Hans Hartung at Cheim & Read
October 29 to December 30, 2010
547 West 25th Street, between 10th and 11th avenues,
New York City, (212) 242-7727
Hans Hartung’s long career as a European abstract artist has not been fully understood by the New York art world. Born in Leipzig in 1904, he grew up in a cultured atmosphere; music was a central theme in his family life. Early on he copied artists, including the Old Masters and moderns such as Lovis Corinth, Oskar Kokoschka, and Emil Nolde. After studying at the art academies of Dresden and Munich, he decided to leave Germany, making his way to Paris in 1926. For a long time he lacked money and recognition. Hartung became a member of the French Foreign Legion in late 1939; while fighting in North Africa in 1944, he lost a leg. A year later, he became a French citizen, and in 1947 he had his first solo exhibition in Paris. He would go on to become more and more famous—in 1960, he won the International Grand Prix for painting at the Venice Biennial—and kept working until his death in 1989 in Antibes, France.

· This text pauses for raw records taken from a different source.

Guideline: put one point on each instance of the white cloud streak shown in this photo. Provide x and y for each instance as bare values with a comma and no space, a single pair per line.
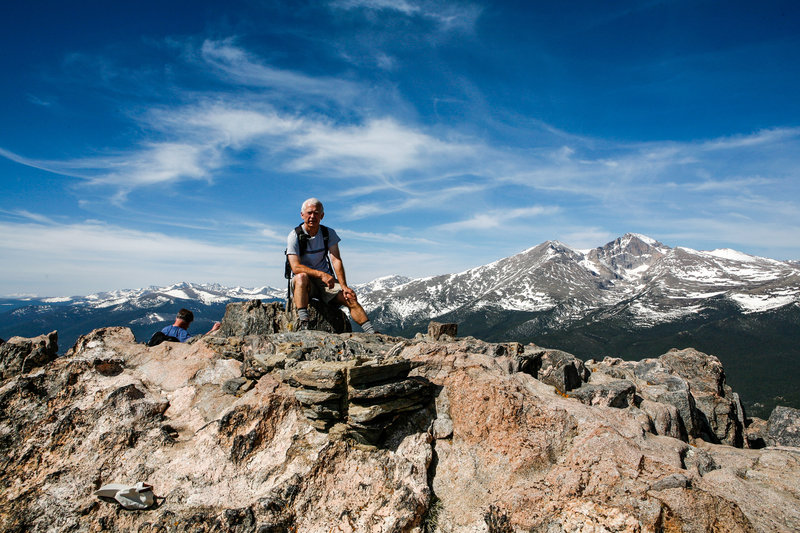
96,256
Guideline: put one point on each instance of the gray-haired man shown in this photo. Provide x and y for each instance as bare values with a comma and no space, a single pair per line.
317,269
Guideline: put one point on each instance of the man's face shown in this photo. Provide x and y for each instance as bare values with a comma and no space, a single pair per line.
312,214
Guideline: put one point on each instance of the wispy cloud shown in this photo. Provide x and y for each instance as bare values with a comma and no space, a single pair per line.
242,68
96,256
449,16
498,218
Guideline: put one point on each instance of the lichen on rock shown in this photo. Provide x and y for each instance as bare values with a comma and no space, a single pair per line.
312,431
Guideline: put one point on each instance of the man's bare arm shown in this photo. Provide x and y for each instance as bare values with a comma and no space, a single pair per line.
299,268
338,268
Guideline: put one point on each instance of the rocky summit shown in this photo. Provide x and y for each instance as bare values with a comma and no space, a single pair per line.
259,428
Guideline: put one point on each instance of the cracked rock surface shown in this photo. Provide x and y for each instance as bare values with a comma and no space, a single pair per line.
314,431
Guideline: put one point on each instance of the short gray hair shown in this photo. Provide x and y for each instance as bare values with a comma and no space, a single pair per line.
312,201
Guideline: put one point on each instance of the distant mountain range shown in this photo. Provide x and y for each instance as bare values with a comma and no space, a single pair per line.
633,298
142,310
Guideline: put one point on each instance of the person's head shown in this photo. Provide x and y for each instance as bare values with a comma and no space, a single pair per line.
312,212
185,316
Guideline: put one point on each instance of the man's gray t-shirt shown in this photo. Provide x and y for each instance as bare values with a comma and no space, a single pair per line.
315,250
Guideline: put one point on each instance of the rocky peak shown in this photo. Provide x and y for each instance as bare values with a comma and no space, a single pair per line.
253,430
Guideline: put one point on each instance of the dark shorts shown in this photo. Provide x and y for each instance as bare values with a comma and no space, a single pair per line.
321,291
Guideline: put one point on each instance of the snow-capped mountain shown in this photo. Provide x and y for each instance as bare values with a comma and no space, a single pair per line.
154,296
142,310
653,282
632,298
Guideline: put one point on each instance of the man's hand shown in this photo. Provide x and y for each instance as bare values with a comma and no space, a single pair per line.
349,294
328,280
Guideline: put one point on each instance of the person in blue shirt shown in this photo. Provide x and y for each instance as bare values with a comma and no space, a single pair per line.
180,328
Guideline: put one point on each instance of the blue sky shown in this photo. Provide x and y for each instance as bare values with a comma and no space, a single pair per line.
146,143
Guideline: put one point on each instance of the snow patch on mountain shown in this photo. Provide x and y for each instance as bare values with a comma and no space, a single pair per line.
758,303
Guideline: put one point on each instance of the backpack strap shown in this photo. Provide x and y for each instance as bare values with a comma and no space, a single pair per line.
302,241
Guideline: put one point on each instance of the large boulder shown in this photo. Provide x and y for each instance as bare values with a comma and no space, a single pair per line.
252,317
454,435
21,355
783,427
683,393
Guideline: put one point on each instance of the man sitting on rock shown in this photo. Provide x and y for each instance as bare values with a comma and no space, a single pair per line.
179,329
317,269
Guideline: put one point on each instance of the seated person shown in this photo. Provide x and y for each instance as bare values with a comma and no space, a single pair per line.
179,329
317,270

The current show focuses on work made during the last year of his life, a period of prodigious creativity that resulted in some 360 paintings.
This is the first Hartung show in New York since the Metropolitan Museum’s large, and poorly received, display of his recent work, curated by Henry Geldzahler, in 1975. The canvases at Cheim & Read emphasize Hartung’s trademark lyric gesture:with the help of spray paint, he created works whose lyricism is extreme, bordering on the decorative. For a New York audience, acclimated to Pollock’s style for more than fifty years now, Hartung’s late work may seem a bit derivative; like other European artists of an Art Informel or Tachiste orientation, Hartung’s art doesn’t quite have the experimental power the New York School artists are known for. Yet is it unwise to write off Hartung’s achievement, which spanned more than a half century and encompassed a broad range of abstract styles. Indeed, in light of a life’s accomplishments, the late paintings look like a culmination of fruitful work with abstract imagery. In this show, Hartung looks like a major enthusiast: vaporous backgrounds of yellow and red compete with spirals of black paint in T1989-L14 (1989), whose mixture of misty and linear effects demonstrate a technical mastery and a sense of poetic expression, which from today’s point of view may appear showy but whose embellishments originate from a dedicated hand.

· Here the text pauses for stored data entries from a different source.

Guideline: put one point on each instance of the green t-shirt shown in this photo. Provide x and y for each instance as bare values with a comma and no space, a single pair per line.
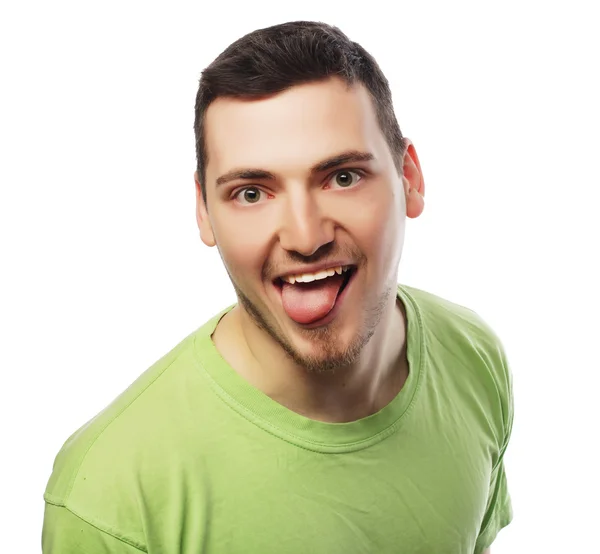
192,459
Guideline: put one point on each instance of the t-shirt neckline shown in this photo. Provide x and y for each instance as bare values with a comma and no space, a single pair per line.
276,419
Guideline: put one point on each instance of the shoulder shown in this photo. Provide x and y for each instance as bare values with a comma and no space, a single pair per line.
470,353
452,324
109,449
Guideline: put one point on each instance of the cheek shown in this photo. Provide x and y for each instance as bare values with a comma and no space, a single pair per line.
380,227
243,245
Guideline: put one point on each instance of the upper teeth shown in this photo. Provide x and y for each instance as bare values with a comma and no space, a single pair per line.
308,277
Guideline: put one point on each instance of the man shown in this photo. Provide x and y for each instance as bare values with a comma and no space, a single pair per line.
330,410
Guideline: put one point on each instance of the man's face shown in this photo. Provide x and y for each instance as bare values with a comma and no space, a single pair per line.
281,204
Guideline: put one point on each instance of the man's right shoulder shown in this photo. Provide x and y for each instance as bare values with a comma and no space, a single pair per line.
125,437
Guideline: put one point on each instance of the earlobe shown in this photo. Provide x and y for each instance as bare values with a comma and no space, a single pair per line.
413,182
202,219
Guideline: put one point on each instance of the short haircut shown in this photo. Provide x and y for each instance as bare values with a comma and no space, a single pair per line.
271,60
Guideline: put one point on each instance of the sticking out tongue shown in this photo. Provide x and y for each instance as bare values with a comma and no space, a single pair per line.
308,302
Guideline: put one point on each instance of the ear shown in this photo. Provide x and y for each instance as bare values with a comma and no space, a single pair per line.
206,232
414,184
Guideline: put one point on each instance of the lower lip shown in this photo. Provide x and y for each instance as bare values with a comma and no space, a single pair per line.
334,311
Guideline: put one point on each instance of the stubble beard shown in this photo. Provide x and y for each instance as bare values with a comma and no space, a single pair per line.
333,356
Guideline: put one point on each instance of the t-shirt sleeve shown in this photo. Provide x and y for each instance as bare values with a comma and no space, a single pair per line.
66,533
499,511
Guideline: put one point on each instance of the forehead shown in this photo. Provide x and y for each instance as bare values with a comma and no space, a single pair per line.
292,130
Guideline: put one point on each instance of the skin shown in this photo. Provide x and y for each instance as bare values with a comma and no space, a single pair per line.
263,227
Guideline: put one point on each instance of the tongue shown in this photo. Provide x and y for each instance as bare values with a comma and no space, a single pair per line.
309,302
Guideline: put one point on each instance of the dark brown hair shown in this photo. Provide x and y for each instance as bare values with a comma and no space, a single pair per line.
271,60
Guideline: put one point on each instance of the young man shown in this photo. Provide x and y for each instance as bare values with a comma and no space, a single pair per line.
330,410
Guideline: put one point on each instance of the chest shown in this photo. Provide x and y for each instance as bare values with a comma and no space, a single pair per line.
395,498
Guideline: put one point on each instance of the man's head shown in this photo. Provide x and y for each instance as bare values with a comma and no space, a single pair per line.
301,166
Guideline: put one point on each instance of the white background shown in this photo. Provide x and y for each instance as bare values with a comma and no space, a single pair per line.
103,270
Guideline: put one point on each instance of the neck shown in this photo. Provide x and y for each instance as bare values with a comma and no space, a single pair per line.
347,394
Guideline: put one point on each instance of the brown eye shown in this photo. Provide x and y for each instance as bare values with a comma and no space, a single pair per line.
249,195
346,178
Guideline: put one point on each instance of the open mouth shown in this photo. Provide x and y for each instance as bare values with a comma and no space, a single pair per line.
316,302
346,276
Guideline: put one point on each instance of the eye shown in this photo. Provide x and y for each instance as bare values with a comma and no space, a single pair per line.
345,178
248,195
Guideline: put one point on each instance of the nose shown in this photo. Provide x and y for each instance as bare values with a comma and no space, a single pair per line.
304,227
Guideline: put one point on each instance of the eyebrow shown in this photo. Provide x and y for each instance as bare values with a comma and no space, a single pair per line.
325,165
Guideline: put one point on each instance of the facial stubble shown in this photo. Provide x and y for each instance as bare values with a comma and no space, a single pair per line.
333,356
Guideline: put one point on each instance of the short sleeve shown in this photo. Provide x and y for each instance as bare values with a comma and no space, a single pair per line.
66,533
499,511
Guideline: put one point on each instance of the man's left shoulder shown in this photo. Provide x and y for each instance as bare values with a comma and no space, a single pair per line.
457,324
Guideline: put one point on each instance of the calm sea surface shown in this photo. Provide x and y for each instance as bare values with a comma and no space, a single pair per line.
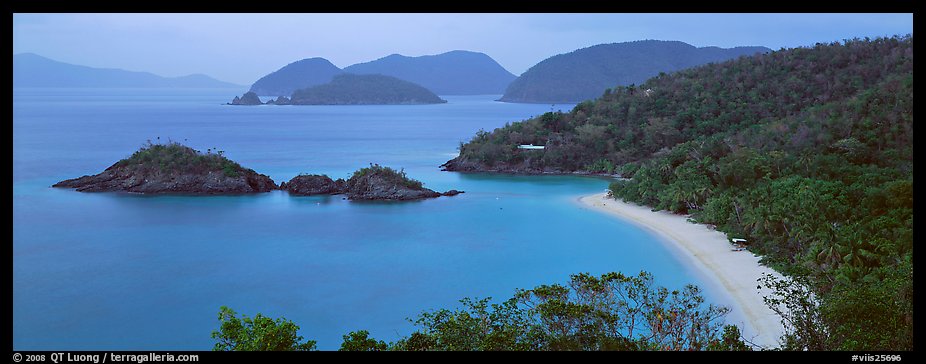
96,271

It would be easy to damn Hartung with faint praise, but for this viewer, his case is more complicated than it would at first seem. The artist’s control of painterly effects remains visually remarkable; the paintings carry increasing interest as one explores their composition. For example in T1989-A4 (1989) a tall acrylic on canvas, loping linear lines in black and gold interact with each other, the black lines forming a galaxy with a central nucleus, while the gold is mostly vertical, with some complications on the bottom right of the painting. In the upper left, there is a haze of blue-black dots, above which a light blue field prevails. Over time, the work begins to take on more weight than that of a cultivated imitation; while the painting is refined, it is also assertive in its vocabulary. Like most of the paintings on view, T1989-A4 manages both elegance and dumb force in ways that distinguish Hartung and transcend the idea that he is merely copying something. T1988-K29 (1988) is a marvelous work, in which black dots and lines crisscross the lower half; the background is composed of a dark blue haze of small dots and blotches. Here, as elsewhere in the show, Hartung flirts with decoration but mostly avoids it by means of an exuberance that is raw and cultured at the same time.